I am putting building a new matchlock on hold. While looking for a great peice of Burly Ash, I found a piece of Osage Orange. I have decided to build another bow, self backed and short Native American style. I have stripped the sapwood off and now hewing it in to shape. No power tools have been used. I hope to be tillering it by next Sunday. This was a small peice and I have lots of knots and wavy grain to deal with but it will be an original. This bow will bend through the handle, 48-50 inches and 55-60 puond draw at 28 inches. If it gets to cold I will slit out some spruce and start on the arrows.


----------



## bountyhunter (Jul 6, 2005)

Keep us posted!!!!

One of the project I'm going to start once the weather turns is a longbow, but you are taking it three or four levels over and above what I was planning. Good luck, you just might have to come down and give ole spike a go with it this fall. I wasn't able to get him and I'm still getting pictures so he made through the season.


----------



## BEER4BAIT (Jun 24, 2005)

I will have to post some picks of my hand made footed shafts/footed knocked arrows I made with bubinga and poplar. I love primative weapons, once i lost my taining wheels it got better.

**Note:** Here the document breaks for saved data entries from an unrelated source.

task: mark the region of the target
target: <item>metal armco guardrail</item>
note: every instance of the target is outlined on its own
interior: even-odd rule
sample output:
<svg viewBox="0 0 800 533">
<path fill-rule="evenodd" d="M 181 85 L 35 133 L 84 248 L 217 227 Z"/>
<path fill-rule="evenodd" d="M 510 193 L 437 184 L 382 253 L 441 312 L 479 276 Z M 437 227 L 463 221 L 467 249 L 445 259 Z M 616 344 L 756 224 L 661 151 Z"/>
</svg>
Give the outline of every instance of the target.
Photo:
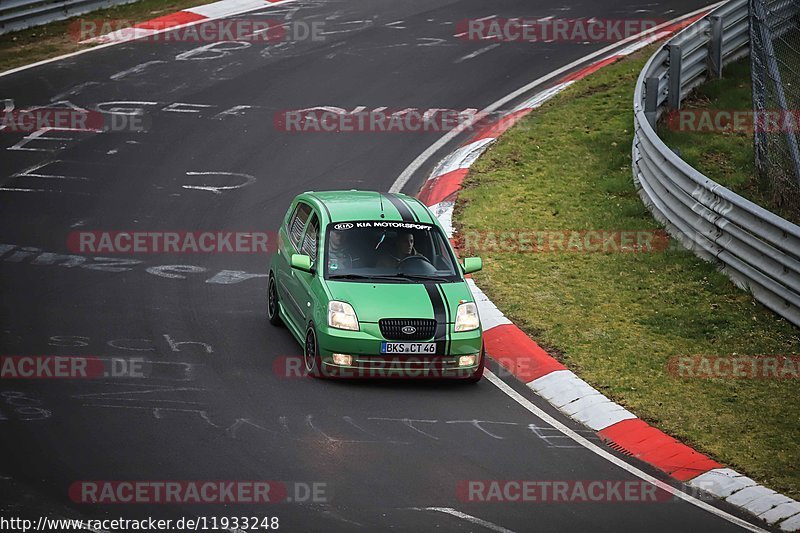
<svg viewBox="0 0 800 533">
<path fill-rule="evenodd" d="M 137 0 L 0 0 L 0 35 Z"/>
<path fill-rule="evenodd" d="M 800 12 L 800 3 L 793 4 Z M 707 178 L 655 131 L 661 113 L 679 109 L 694 87 L 748 54 L 748 2 L 732 0 L 650 58 L 634 96 L 633 178 L 674 238 L 800 326 L 800 227 Z"/>
</svg>

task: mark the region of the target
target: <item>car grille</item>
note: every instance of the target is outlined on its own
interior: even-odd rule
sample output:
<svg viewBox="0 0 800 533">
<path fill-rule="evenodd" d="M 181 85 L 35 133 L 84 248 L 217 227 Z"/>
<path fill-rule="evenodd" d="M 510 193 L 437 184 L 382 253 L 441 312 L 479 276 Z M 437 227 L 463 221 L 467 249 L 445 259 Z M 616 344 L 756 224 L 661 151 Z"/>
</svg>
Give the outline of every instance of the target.
<svg viewBox="0 0 800 533">
<path fill-rule="evenodd" d="M 424 341 L 436 332 L 436 320 L 431 318 L 382 318 L 378 321 L 383 338 L 390 341 Z M 403 333 L 403 328 L 416 328 L 414 333 Z"/>
</svg>

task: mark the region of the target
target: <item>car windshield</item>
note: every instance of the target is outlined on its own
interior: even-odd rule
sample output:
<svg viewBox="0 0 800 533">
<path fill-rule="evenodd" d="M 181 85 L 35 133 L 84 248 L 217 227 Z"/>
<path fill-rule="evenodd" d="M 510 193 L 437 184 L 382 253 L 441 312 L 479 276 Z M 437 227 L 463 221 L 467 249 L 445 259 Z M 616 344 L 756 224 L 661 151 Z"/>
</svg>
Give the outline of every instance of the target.
<svg viewBox="0 0 800 533">
<path fill-rule="evenodd" d="M 441 230 L 415 222 L 359 221 L 328 226 L 325 278 L 418 283 L 459 281 Z"/>
</svg>

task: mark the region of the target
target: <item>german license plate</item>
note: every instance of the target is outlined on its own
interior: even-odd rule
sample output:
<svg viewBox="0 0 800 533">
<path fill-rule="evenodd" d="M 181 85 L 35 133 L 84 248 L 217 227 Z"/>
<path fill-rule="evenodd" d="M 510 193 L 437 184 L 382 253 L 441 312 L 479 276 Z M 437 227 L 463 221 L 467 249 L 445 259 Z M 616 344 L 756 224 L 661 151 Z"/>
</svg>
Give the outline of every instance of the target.
<svg viewBox="0 0 800 533">
<path fill-rule="evenodd" d="M 381 353 L 435 354 L 435 342 L 382 342 Z"/>
</svg>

I got some new locks in, a snaphaunce, snap match and a wheel lock. You talk about some fine guns. I have wanted to take a turkey this year with stick and stone and a 86 cal yes 86 cal match lock. I may graduate to an atl atl in short time.


----------



## bountyhunter (Jul 6, 2005)

86 cal..........isn't that considered a cannon?????


----------



## BEER4BAIT (Jun 24, 2005)

Yes and when i take a turkey i will use iron ore gravel not shot like they did in the 15th and 16th century. If it stays cold and wet Im gonna make my points for the arrows from flint. I hope I have some good turkey feathers saved up. Got some sinew saved up for the string, and if enough is left over may sinew back the bow for more power.


----------